Como cualquier celebrity contemporánea, la estrella se convirtió en icono de estilo y en espejo en el que se reflejaban muchas mujeres que querían imitar su elegancia. Mujeres blancas y mujeres negras. En 2021, con lo que ha costado que el marketing comprenda que la diversidad no va en contra de las ventas, sorprende ver cómo hace un siglo ya sabían que el color de la piel no era una barrera para colocar productos. Josephine se hizo de oro vendiendo una crema que bautizó como Bakerskin (algo así como ‘piel Baker’) que funcionaba como un pionero autobronceador y un fijador para el pelo al que llamó Bakerfix, con el que prometía el brillo de sus ondas al agua.
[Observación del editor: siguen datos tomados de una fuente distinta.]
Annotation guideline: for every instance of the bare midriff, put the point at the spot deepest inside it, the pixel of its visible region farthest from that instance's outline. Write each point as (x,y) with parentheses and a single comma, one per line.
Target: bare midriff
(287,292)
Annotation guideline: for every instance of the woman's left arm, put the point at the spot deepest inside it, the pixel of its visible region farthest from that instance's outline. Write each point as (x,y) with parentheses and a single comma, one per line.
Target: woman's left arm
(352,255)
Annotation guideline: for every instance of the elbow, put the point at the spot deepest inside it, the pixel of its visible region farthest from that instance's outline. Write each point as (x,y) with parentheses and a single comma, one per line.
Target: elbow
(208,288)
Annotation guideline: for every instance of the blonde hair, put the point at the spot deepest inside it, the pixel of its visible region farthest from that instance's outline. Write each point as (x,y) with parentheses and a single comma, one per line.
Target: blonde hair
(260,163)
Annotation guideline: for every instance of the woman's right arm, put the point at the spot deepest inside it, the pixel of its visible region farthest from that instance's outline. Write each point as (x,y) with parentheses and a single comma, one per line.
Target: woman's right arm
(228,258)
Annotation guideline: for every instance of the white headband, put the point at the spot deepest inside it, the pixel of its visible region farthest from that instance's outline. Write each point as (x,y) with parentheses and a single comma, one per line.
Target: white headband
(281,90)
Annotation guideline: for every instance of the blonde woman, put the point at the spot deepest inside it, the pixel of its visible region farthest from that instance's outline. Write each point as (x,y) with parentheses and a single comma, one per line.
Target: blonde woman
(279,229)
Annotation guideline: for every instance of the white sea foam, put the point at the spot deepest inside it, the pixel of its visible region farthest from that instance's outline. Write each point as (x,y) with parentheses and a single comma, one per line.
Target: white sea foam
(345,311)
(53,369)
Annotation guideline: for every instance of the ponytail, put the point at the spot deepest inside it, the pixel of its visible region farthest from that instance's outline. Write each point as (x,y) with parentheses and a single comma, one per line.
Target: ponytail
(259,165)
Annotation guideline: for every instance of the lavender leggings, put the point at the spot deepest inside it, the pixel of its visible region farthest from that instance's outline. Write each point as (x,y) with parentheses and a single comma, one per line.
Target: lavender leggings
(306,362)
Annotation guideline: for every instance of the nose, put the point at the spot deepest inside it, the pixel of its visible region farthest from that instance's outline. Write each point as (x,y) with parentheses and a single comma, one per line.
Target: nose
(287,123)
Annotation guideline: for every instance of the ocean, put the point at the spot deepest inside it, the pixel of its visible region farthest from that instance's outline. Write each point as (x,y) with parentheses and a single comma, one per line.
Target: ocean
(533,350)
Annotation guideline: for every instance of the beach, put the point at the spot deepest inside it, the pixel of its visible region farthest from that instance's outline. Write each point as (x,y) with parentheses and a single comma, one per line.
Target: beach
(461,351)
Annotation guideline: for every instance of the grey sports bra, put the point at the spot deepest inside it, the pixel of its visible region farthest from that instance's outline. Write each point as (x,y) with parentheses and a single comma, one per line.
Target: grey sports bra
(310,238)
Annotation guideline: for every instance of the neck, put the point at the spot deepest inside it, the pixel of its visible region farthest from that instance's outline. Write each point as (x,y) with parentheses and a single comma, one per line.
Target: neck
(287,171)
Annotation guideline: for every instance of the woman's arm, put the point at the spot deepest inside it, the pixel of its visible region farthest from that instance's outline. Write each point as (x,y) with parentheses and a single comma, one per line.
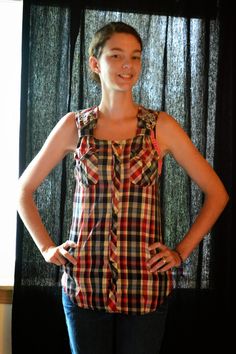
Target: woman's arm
(61,141)
(174,140)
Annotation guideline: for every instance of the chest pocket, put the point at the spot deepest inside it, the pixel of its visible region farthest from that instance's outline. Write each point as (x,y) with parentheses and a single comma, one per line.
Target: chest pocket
(86,169)
(144,167)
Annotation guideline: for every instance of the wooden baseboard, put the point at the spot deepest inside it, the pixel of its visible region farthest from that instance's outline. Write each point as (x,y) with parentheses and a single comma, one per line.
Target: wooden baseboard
(6,294)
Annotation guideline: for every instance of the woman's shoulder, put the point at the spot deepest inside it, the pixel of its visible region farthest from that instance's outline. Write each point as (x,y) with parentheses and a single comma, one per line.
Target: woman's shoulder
(84,116)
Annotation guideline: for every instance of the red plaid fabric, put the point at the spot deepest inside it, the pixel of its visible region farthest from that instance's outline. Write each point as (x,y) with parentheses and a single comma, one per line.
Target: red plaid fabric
(116,216)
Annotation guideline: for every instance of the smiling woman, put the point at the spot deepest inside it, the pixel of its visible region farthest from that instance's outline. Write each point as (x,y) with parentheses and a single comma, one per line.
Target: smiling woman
(10,65)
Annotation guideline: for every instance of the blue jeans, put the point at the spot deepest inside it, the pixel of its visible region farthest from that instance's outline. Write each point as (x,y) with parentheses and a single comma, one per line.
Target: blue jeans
(98,332)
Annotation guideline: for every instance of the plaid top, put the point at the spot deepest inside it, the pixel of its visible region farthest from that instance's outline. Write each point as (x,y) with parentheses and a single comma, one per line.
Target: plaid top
(116,216)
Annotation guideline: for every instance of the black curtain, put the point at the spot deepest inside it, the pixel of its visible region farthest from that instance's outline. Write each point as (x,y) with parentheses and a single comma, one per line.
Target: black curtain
(197,319)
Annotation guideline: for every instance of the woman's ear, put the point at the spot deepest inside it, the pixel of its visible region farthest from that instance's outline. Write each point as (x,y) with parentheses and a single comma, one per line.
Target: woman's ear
(94,65)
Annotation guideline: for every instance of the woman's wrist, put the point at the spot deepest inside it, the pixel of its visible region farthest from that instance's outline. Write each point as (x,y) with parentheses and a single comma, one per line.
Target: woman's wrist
(180,257)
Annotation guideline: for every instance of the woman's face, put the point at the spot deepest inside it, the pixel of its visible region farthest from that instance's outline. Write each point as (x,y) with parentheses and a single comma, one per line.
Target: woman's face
(119,65)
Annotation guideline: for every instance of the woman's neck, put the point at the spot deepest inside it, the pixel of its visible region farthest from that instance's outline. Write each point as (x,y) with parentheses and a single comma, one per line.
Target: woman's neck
(118,105)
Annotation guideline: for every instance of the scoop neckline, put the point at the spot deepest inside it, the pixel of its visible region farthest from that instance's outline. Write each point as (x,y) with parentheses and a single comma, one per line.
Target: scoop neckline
(119,141)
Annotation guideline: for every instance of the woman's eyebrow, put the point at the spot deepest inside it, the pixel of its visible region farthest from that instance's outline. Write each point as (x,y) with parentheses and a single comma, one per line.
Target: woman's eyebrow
(121,50)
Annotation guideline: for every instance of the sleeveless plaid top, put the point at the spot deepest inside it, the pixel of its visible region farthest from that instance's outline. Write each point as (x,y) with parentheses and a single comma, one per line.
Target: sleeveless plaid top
(116,216)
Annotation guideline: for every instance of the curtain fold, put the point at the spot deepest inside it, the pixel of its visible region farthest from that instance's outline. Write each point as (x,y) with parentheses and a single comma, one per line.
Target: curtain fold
(179,76)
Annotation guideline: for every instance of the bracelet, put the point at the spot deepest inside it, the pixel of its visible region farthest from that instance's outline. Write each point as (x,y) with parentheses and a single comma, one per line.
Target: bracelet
(179,254)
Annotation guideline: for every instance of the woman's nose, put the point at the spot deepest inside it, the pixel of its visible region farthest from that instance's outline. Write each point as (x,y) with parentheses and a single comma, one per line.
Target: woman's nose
(126,65)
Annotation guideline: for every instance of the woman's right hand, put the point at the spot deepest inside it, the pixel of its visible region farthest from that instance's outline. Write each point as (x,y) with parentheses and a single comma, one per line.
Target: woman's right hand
(60,255)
Su influencia también vendía vestidos. Según cuenta Bennetta Jules-Rosette en su biografía de 2007, en los años veinte y treinta le regalaban trajes para hacerse publicidad diseñadores como Madame Vionnet, Edward Molyneux, Jean Patou y, por supuesto, Poiret. Una divertida anécdota que recoge Jean-Claude Baker, según le contó un amiga de la diva, da idea del nivel: “Tenía un apartamento en la esquina del club y un día fui y vi que tenía montones de ropa apilados en el suelo. Le dije, ‘Josephine, ¿por qué no cuelgas todo esto en perchas?’, ‘Oh, no te preocupes, porque mañana se lo llevarán y traerán otra pila”.
Según los libros de cuentas de Poiret, solo en el año 1926 Baker recibió vestidos y pieles de la maison por valor de 285.000 francos de la época (que en euros actuales serían algo más de 600.000). El couturier estuvo encantado con la publicidad, pero a finales de los años veinte no atravesaba su mejor momento y pronto vio que Baker estaba ganando mucho dinero. Le reclamó 5.000 francos y acabaron en los tribunales. En el juicio salió a reducir que la bailarina sí había pagado por parte de aquellas prendas y que no le debía nada. No le pagó ni un céntimo más y se marchó a Patou.
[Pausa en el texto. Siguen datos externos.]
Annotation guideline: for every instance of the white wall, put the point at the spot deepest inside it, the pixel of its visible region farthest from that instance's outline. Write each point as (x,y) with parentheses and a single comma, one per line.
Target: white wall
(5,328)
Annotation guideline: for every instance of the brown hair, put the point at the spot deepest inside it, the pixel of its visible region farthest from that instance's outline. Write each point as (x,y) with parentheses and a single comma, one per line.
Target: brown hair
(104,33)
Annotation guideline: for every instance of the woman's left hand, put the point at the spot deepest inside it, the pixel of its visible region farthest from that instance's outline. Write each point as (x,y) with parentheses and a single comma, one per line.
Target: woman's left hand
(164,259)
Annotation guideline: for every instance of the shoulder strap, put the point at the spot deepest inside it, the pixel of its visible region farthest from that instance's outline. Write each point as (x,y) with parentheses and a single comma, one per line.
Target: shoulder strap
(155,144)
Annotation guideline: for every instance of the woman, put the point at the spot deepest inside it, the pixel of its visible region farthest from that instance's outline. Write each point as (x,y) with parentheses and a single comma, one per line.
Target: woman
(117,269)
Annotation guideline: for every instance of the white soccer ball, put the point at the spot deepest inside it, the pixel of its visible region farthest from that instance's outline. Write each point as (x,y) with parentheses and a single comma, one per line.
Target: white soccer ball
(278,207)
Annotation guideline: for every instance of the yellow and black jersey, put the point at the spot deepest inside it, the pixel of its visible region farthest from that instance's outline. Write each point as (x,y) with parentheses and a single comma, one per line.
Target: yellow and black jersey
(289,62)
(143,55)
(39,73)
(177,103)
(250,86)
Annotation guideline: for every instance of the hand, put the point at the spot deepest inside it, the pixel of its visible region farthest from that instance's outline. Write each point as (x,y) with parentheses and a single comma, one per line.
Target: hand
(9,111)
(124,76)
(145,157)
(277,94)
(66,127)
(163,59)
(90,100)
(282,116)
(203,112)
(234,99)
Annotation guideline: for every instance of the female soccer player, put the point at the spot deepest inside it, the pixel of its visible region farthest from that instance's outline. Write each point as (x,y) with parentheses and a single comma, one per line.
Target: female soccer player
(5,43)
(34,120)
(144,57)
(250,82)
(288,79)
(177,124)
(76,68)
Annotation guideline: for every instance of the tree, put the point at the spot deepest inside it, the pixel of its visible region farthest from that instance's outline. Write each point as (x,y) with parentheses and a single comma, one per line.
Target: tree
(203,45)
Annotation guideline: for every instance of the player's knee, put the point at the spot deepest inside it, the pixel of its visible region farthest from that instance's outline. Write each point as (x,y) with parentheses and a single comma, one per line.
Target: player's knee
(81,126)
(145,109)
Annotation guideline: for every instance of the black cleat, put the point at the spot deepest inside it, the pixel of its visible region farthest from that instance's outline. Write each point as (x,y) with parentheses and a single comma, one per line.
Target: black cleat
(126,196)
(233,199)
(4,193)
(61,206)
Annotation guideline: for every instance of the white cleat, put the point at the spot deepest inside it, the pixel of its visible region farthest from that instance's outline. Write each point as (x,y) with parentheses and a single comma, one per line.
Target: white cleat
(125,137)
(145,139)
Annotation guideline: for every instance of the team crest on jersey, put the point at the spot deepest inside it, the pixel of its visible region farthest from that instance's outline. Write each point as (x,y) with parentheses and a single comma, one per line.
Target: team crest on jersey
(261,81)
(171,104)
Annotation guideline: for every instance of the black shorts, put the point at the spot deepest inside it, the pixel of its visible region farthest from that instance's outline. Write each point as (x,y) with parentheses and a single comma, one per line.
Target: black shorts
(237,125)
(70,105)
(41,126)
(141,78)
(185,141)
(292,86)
En Europa nadie resistía al hechizo de Josephine. No se resistieron los franceses, pero tampoco los alemanes durante la II Guerra Mundial. Aquello le sirvió para relacionarse con altos mandos nazis durante la ocupación de París, espiar información y trasladársela a la resistencia francesa o para ayudar a familias judías según viajaba en sus giras, arriesgando bastante más que una pila de vestidos. Por eso tras su muerte, en 1975, se convirtió en la primera mujer en ser enterrada con honores militares en Francia.
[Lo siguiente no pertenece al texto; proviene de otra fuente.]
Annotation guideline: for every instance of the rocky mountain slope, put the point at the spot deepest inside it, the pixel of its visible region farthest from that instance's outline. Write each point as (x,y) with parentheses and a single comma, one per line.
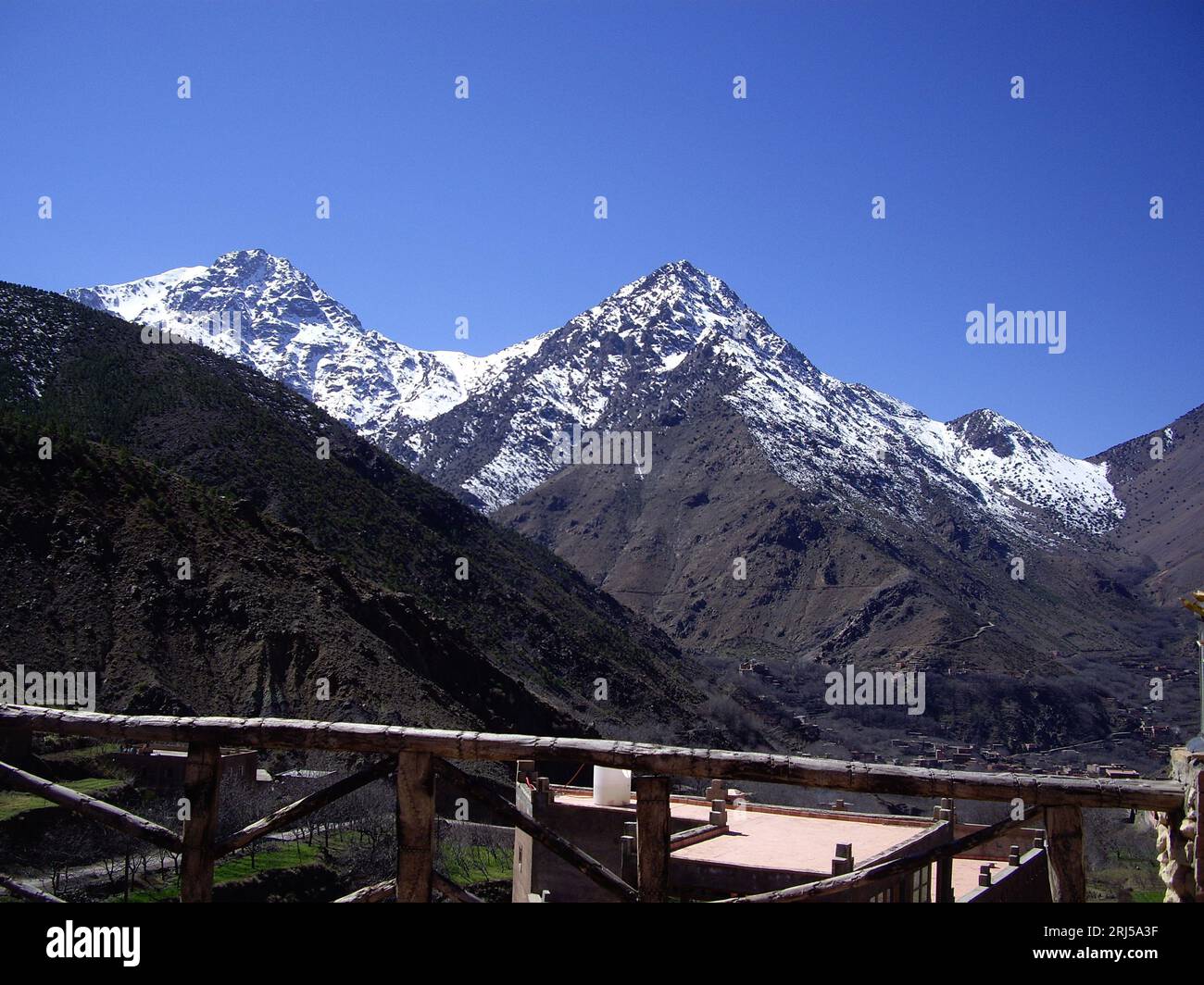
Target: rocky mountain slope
(1160,480)
(867,531)
(356,539)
Tras la contienda no se desinflaron ni su idilio con la moda ni su apoyo al país que la acogió. En la posguerra, mientras Francia intentaba reconstruirse, no dudó en convertirse en un importante sostén para la industria de la moda. “No había dinero para promover la alta costura”, dice su hijo, “Josephine era muy buena amiga de Christian Dior y Pierre Balmain, y a ellos les encantaba vestirla. Cuando Josephine volvió a Estados Unidos en 1949 o 1950, vistió aquellos fabulosos diseños sobre el escenario. Los americanos estaban absolutamente fascinados”. El qué hizo con ese armario digno de un museo también dice mucho de la personalidad de Baker: al final de sus días, “regaló todo a travestis”.
Una de sus últimas apariciones públicas tuvo también mucho que ver con la moda que tanto le sirvió a lo largo de su carrera: estuvo presente en la Batalla de Versalles, en 1973. En el desfile que enfrentó a los diseñadores de su país natal y de su país de acogida tomó partido por los franceses e intervino con una actuación. Enfundada en un mono de lentejuelas a los 67 años. Así recordaba el momento en su autobiografía una de las modelos del show, Pat Cleveland, resumiendo en pocas palabras el espíritu de la estrella: “Era una figura casi mítica, más grande que la vida”.